AUTHOR=Gao Ankang , Yang Hongxi , Wang Yida , Zhao Guohua , Wang Chenglong , Wang Haijie , Zhang Xiaonan , Zhang Yong , Cheng Jingliang , Yang Guang , Bai Jie TITLE=Radiomics for the Prediction of Epilepsy in Patients With Frontal Glioma JOURNAL=Frontiers in Oncology VOLUME=11 YEAR=2021 URL=https://www.frontiersin.org/journals/oncology/articles/10.3389/fonc.2021.725926 DOI=10.3389/fonc.2021.725926 ISSN=2234-943X ABSTRACT=Objective

This study was conducted in order to investigate the association between radiomics features and frontal glioma-associated epilepsy (GAE) and propose a reliable radiomics-based model to predict frontal GAE.

Methods

This retrospective study consecutively enrolled 166 adult patients with frontal glioma (111 in the training cohort and 55 in the testing cohort). A total 1,130 features were extracted from T2 fluid-attenuated inversion recovery images, including first-order statistics, 3D shape, texture, and wavelet features. Regions of interest, including the entire tumor and peritumoral edema, were drawn manually. Pearson correlation coefficient, 10-fold cross-validation, area under curve (AUC) analysis, and support vector machine were adopted to select the most relevant features to build a clinical model, a radiomics model, and a clinical–radiomics model for GAE. The receiver operating characteristic curve (ROC) and AUC were used to evaluate the classification performance of the models in each cohort, and DeLong’s test was used to compare the performance of the models.

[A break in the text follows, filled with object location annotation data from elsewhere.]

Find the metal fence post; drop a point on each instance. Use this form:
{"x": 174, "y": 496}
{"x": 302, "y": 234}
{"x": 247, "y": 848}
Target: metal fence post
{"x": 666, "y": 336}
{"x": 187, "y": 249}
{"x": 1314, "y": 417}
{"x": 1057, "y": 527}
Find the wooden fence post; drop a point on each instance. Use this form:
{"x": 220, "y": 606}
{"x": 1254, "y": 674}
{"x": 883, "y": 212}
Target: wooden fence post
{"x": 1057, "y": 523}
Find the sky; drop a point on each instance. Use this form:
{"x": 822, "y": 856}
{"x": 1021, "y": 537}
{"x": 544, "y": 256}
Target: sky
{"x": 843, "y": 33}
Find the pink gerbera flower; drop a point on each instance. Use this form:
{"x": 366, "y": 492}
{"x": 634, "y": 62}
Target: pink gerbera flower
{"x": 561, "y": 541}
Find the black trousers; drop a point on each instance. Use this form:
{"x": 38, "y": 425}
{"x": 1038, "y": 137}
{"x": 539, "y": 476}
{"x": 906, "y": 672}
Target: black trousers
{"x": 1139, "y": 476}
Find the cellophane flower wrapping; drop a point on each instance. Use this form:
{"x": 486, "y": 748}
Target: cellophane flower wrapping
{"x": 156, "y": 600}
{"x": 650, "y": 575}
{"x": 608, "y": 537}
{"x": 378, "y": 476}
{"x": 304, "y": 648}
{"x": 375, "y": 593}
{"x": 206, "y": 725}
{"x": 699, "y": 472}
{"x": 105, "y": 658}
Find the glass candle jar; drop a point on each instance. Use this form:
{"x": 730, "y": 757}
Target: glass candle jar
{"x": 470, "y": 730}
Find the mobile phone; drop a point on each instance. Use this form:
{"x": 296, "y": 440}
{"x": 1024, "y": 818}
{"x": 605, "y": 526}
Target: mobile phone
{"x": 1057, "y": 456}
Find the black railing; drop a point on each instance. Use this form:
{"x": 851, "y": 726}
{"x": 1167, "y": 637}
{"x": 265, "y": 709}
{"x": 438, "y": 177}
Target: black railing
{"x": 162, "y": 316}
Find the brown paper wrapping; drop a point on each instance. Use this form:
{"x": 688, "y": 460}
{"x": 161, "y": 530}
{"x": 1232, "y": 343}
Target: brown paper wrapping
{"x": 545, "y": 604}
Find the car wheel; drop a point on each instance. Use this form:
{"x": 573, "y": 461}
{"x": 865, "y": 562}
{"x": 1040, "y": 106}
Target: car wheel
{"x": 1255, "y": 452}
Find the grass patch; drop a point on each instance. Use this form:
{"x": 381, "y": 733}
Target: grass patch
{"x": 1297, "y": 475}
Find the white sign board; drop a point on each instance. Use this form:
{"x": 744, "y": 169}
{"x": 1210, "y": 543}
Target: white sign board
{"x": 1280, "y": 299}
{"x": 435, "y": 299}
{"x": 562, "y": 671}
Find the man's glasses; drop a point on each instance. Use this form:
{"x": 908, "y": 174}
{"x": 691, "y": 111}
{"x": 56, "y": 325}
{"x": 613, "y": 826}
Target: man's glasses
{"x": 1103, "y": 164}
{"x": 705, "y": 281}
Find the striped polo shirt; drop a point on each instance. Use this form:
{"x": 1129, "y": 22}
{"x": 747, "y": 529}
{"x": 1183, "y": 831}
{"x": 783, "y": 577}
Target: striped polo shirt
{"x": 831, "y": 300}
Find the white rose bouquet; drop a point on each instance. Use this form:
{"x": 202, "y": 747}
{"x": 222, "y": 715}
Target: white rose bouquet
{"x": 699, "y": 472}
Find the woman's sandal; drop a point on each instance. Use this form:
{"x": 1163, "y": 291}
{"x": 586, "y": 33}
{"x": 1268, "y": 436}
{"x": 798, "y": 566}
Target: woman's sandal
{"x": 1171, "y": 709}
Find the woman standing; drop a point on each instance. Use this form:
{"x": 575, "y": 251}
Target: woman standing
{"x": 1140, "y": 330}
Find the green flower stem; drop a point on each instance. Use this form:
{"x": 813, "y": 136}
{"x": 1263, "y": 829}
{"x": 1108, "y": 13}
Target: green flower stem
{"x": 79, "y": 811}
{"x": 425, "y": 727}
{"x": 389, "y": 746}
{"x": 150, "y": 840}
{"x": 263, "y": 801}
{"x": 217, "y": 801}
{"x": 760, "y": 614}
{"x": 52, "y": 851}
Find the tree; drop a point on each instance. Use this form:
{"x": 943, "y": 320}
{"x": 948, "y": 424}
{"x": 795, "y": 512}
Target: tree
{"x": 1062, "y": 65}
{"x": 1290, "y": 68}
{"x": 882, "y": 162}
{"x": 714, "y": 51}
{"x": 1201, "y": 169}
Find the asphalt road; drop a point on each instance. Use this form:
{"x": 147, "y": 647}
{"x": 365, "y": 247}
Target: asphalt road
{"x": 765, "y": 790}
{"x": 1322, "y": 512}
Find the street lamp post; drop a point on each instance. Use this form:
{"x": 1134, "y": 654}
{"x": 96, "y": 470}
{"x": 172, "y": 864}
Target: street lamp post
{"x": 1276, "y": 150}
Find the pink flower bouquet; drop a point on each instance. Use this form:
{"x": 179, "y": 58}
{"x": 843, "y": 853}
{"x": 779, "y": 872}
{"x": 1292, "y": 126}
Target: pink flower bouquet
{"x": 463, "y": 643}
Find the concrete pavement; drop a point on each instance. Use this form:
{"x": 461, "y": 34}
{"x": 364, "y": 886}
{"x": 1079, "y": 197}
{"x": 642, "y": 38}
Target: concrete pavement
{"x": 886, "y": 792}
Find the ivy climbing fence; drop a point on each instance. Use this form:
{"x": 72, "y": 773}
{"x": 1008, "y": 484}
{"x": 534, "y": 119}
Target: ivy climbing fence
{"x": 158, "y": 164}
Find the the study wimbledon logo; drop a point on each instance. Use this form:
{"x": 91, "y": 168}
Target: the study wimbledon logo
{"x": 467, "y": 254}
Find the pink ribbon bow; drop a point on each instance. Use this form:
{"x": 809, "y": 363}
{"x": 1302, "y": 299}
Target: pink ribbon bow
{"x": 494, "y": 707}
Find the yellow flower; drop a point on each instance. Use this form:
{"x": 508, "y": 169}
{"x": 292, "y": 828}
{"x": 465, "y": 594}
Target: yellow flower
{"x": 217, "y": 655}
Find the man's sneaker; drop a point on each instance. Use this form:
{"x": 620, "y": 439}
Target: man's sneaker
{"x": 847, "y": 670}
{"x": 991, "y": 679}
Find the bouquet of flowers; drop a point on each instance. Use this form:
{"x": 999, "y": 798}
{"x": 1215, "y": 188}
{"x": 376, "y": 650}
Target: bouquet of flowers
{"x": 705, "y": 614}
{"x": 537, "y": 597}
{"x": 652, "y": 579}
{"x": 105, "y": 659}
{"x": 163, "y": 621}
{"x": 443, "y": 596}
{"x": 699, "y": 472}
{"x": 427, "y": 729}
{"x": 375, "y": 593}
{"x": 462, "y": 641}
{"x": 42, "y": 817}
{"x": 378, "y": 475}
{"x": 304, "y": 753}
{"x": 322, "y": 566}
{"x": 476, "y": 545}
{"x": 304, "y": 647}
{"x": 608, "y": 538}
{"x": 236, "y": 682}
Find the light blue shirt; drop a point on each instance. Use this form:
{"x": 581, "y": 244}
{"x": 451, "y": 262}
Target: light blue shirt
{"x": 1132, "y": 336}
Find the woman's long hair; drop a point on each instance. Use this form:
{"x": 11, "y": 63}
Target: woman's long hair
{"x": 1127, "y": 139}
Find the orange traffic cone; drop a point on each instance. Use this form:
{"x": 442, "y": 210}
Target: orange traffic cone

A two-sided t-test and Fisher’s exact test were used to compare the clinical variables. Statistical analysis was performed using SPSS software (version 22.0; IBM, Armonk, New York), and p <0.05 was set as the threshold for significance.

Results

The classification accuracy of seven scout models, except the wavelet first-order model (0.793) and the wavelet texture model (0.784), was <0.75 in cross-validation. The clinical–radiomics model, including 17 magnetic resonance imaging-based features selected among the 1,130 radiomics features and two clinical features (patient age and tumor grade), achieved better discriminative performance for GAE prediction in both the training [AUC = 0.886, 95% confidence interval (CI) = 0.819–0.940] and testing cohorts (AUC = 0.836, 95% CI = 0.707–0.937) than the radiomics model (p = 0.008) with 82.0% and 78.2% accuracy, respectively.

Conclusion

Radiomics analysis can non-invasively predict GAE, thus allowing adequate treatment of frontal glioma. The clinical–radiomics model may enable a more precise prediction of frontal GAE. Furthermore, age and pathology grade are important risk factors for GAE.